Il rifugio ha vari accessi: salendo da Primiero, si raggiunge Malga Zivertaghe con la forestale parzialmente asfaltata che si dirama dalla statale 50 al primo tornante a monte di Valmesta (3 km), oppure da San Martino di Castrozza per la strada forestale dei Camoi (3,5 km).
Descrizione:
Dal parcheggio si prosegue a piedi per il sentiero 713 che risale tutta la Val de la Vecia, sorgente dell’acqua minerale Idrea fino agli anni ’80. Il rifugio si raggiunge comodamente in 2,30 ore, passando tra profumati pini mughi. Un’altra possibilità è il sentiero 724 che permette di raggiungere il rifugio in circa 3 ore. Da San Martino di Castrozza, si prosegue verso Caffè Col prendendo il sentiero 724 della Val di Roda.
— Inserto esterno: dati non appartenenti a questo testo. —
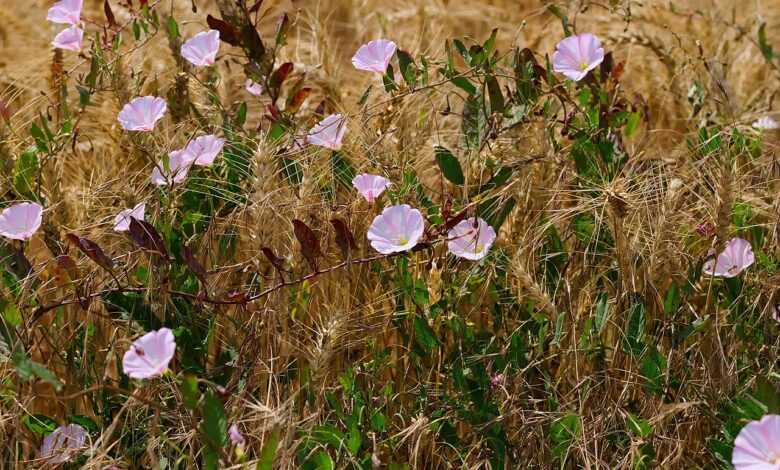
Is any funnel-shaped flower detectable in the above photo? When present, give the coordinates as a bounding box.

Nella parte finale, dopo Soraronz, dove parte la teleferica del rifugio, si continua con il 713. Piacevole è anche il percorso che da San Martino segue il sentiero alto della Val di Roda, il 721, che in circa 3 ore porta al Rifugio del Velo, da dove si gode uno splendido panorama che spazia su tutta la vallata di Primiero. Tutti e tre i percorsi sono validi e si snodano nel piacevole fresco del bosco, dominato dalla maestosità della Pala di San Martino, dagli aguzzi Campanili di Val di Roda e, nella parte finale, dalle eleganti linee della Cima Madonna.